Lucius nodded and sank into the old couch. He turned his head up at the shadowy rafters and turned the problem over in his head. “The whole chain of islands seems to have a dearth of life. There was only one fight to conquer the place, and every other island just surrendered. They used to have a… I think Lamdo called him a Chief of Chiefs, but part of the surrender paperwork included voyage for him north, and he’s never been seen since.”
“Doesn’t this place have some kind of divine beast overseeing it?”
“Not that we’ve been able to find. Things would likely be easier if we could just negotiate a deal, but here we are: digging gold out and making ends meet. It’s no wonder the nobles back at Hearth Bay thought this would be the end of me.”
“Are you sure it won’t be?”
“It won’t be. I’m just not sure what I have to do.”
Aisha put her hand on his leg. “Well, I suppose there are worse places to be stuck. The climate is warm, the beach sand soft, and there’s no war going on.”
Lucius looked down, pulled from the grand theater of the mind to the moment. “No, no war near us, not yet anyway,” he said, putting his hand to hers. Their tough of hands was always a bit curious for their mismatched callouses. His across his palm from sword work, and hers across her fingertips from working stringed instruments. Neither minded the other’s roughness as they shifted their weight closer to one another. The couch, which was more of a bench, was in no way endowed with the proper comfort for what had entered both of their minds, but that very thought precluded such consideration.
The two of them closed, each wrapping their arm around the other. For a breath, each had the other’s scent. Sweat and pepper-leaf, the second-hand lingering of tobacco. The fruit Aisha had dined upon. Then they brought their lips together. Soft and focused, their entire worlds became nothing but the touch of skin to skin, lip to lip.
“Am I interrupting?” Sammy asked, poking his head into the smoking room.
Aisha had to slide her leg off of Lucius’ lap and straighten her dress. “I thought you would be longer.”
The doctor laughed. “Lynn drank a bit too much, and the servants showed her to her room. That’s a mess I’ll have to deal with later. First though…”

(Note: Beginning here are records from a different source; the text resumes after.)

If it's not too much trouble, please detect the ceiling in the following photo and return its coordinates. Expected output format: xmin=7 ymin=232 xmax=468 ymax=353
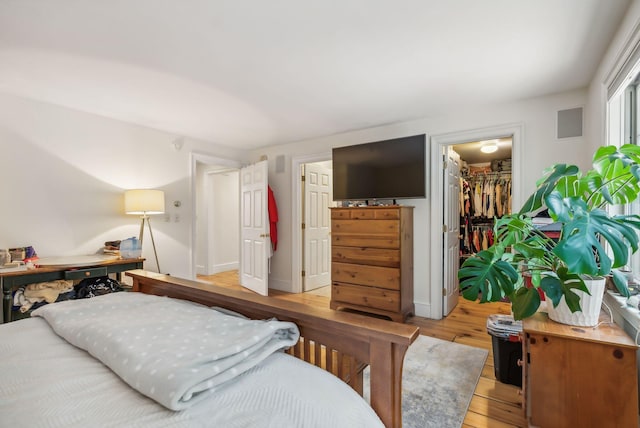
xmin=453 ymin=137 xmax=513 ymax=164
xmin=0 ymin=0 xmax=629 ymax=149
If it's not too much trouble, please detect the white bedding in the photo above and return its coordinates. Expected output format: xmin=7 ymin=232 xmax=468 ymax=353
xmin=0 ymin=300 xmax=383 ymax=428
xmin=32 ymin=293 xmax=300 ymax=410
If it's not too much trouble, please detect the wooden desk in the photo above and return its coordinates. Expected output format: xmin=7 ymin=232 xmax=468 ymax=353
xmin=523 ymin=313 xmax=638 ymax=428
xmin=0 ymin=256 xmax=144 ymax=323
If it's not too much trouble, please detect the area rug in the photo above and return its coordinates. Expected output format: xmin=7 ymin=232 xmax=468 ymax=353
xmin=364 ymin=335 xmax=489 ymax=428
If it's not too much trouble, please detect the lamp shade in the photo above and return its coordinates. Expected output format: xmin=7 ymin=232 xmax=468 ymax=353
xmin=480 ymin=141 xmax=498 ymax=153
xmin=124 ymin=189 xmax=164 ymax=215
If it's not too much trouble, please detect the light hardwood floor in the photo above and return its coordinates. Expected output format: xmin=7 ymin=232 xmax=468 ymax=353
xmin=198 ymin=271 xmax=526 ymax=428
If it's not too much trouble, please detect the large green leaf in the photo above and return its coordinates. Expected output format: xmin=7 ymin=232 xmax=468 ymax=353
xmin=585 ymin=144 xmax=640 ymax=207
xmin=553 ymin=206 xmax=638 ymax=275
xmin=458 ymin=247 xmax=519 ymax=303
xmin=509 ymin=287 xmax=540 ymax=320
xmin=520 ymin=164 xmax=580 ymax=214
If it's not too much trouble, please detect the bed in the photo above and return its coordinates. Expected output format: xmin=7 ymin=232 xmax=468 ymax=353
xmin=0 ymin=270 xmax=418 ymax=428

“Oh, excellent,” Lucius said, waving him over. For a moment, he watched as the apothecary turned researcher laid out all manner of tools as well as a notebook. While his two companions chatted about just what was going to be done to monitor what the kuku bud did to Lucius, he didn’t give Sammy the chance to baseline him.(1)
While neither of them were looking at him, he stuck the thin end of the pipe in his mouth, lit the bowl, and sucked in the smoke. A burning like tar seeped through his lungs, searing and biting at his insides.
And then the chemicals hit him.
Due to his stigmata, there was never much variation in his baseline vitals.